Recently, the single judge bench of Justice CM Joshi held Property of a Hindu woman obtained through a partition deed would not count as “inheritance” for the purposes of Section 15 of the Hindu Succession Act and the husband cannot inherit the property of the deceased wife in this case, as opposed to her family members.
Recently, in Karnataka High Court The petitioner, claimed that after the death of his wife, the property comprising 22 acres of agricultural land should have gone to him. Further, he said his wife’s relatives had occupied the property and obstructed his possession. The property had come to his wife after it was partitioned between her and her siblings.
Earlier, the lower court held that the siblings of the deceased would inherit the property, as per Section 15 (2)a of the Hindu Succession Act, which specifies that property inherited by a Hindu woman who dies without leaving a will would devolve to her father’s heirs, provided that the property had been inherited from her parents.

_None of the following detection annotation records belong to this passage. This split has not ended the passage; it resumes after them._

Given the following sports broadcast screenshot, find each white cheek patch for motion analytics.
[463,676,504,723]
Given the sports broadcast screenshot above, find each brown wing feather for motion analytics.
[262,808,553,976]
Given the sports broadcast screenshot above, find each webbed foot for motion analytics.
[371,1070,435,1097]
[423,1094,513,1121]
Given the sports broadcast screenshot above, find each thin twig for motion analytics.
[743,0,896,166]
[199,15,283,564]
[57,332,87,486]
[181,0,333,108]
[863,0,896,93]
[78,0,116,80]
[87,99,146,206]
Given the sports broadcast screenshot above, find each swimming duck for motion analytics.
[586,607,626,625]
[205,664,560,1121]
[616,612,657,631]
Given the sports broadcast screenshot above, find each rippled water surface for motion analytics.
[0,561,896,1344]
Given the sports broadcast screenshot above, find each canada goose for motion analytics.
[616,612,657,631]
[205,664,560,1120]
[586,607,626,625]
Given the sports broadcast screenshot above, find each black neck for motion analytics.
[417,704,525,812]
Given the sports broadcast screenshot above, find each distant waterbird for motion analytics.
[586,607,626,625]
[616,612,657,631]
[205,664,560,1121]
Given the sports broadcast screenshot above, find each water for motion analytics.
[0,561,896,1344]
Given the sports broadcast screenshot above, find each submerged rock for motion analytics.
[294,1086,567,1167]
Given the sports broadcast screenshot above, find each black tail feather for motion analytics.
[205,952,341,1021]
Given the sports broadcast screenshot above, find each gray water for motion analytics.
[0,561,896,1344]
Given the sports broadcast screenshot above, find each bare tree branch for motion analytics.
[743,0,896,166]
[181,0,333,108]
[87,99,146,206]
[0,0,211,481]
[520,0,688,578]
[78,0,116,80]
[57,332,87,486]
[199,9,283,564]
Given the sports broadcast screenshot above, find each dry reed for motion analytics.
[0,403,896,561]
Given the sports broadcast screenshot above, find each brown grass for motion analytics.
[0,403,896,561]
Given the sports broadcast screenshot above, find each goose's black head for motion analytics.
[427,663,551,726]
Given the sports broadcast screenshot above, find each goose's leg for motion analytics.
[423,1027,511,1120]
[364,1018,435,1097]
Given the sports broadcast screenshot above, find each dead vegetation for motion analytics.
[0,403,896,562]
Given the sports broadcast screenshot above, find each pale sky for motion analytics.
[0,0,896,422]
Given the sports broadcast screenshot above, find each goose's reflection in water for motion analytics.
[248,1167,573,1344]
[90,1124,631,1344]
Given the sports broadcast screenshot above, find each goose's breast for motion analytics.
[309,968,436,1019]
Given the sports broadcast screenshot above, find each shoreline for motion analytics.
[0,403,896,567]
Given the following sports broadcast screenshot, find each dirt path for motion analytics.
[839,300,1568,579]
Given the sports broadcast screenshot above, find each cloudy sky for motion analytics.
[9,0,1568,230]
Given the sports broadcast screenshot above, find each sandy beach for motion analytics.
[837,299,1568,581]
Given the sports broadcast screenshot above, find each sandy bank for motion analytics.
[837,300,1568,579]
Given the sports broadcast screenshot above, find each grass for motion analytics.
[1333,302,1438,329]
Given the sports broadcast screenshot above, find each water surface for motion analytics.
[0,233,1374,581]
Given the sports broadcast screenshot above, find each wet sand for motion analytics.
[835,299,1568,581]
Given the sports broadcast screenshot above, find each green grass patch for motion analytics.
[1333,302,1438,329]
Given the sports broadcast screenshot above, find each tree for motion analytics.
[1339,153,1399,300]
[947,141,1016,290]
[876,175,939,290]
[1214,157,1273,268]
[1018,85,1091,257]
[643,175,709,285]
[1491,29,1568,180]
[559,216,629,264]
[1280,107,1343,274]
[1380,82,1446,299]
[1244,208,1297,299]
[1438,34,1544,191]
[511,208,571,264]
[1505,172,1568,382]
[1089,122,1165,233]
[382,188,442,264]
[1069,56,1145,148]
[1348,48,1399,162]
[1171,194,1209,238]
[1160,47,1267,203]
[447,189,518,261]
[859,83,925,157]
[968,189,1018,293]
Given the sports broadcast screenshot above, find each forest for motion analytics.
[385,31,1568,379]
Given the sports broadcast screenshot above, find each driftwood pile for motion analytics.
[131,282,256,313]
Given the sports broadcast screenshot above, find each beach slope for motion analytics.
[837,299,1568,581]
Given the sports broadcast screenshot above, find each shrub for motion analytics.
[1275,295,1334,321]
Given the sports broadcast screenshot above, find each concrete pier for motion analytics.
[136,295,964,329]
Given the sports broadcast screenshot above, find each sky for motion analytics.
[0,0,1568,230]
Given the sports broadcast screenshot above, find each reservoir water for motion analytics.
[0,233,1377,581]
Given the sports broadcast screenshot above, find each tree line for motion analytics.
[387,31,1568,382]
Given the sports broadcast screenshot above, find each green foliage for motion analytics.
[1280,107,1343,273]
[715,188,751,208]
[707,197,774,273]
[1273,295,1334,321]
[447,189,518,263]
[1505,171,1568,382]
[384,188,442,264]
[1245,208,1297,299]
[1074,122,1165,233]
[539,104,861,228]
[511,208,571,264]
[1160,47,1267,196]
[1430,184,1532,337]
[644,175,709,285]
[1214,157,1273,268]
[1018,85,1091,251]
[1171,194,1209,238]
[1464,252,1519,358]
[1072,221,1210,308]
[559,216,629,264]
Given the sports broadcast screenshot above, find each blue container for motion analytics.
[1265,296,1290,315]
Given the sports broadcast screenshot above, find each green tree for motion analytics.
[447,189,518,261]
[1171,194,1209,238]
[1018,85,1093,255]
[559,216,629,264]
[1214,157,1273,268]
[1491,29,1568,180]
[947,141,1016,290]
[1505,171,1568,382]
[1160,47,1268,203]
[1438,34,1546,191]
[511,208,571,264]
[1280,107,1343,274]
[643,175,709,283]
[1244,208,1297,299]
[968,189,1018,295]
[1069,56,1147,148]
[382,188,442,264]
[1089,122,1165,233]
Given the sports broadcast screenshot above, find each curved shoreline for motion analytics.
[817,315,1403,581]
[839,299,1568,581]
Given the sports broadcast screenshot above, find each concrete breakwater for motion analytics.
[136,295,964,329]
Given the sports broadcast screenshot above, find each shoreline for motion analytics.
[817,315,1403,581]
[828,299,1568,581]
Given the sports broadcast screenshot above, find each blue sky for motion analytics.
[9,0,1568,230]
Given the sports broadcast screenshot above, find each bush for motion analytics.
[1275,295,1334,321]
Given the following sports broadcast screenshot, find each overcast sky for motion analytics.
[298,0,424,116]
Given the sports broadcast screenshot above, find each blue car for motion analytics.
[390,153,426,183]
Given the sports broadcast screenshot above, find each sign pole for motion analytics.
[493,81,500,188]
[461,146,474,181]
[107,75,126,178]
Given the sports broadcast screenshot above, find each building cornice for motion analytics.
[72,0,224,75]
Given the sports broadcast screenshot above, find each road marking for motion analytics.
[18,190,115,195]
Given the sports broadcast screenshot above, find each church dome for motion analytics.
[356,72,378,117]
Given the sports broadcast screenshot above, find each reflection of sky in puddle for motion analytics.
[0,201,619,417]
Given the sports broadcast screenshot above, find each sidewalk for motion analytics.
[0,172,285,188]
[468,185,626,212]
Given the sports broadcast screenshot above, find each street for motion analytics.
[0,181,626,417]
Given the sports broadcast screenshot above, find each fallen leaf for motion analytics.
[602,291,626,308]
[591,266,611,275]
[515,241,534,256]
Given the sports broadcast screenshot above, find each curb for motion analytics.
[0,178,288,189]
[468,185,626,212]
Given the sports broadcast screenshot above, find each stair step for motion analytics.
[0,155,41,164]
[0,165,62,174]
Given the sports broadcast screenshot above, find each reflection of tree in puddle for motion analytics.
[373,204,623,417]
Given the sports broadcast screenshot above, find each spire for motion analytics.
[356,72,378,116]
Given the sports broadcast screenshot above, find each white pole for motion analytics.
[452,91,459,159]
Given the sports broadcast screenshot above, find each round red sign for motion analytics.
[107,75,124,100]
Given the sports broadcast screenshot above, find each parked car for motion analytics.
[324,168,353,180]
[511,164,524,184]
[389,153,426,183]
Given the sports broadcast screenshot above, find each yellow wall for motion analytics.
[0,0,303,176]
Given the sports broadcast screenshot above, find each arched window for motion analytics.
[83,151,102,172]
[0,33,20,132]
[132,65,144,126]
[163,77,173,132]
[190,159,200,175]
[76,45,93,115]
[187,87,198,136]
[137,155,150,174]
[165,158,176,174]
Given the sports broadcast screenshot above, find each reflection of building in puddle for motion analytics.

According to Section 15 (2)b, property inherited from the husband’s side would be inherited by the husband or his heirs. Notably, a Supreme Court decision—Om Prakash vs Radha Charan—held that the self-acquired property of the intestate wife would also be inherited by the husband’s heirs.
The High Court Bench took a contrary view and ruled that based on the partition deed and the fact that the property would have passed into absolute ownership of the wife after partition, it would not be considered an inheritance.
Thus, the petitioner would be the heir. The court also restrained the woman’s family members from interfering with his possession of the property.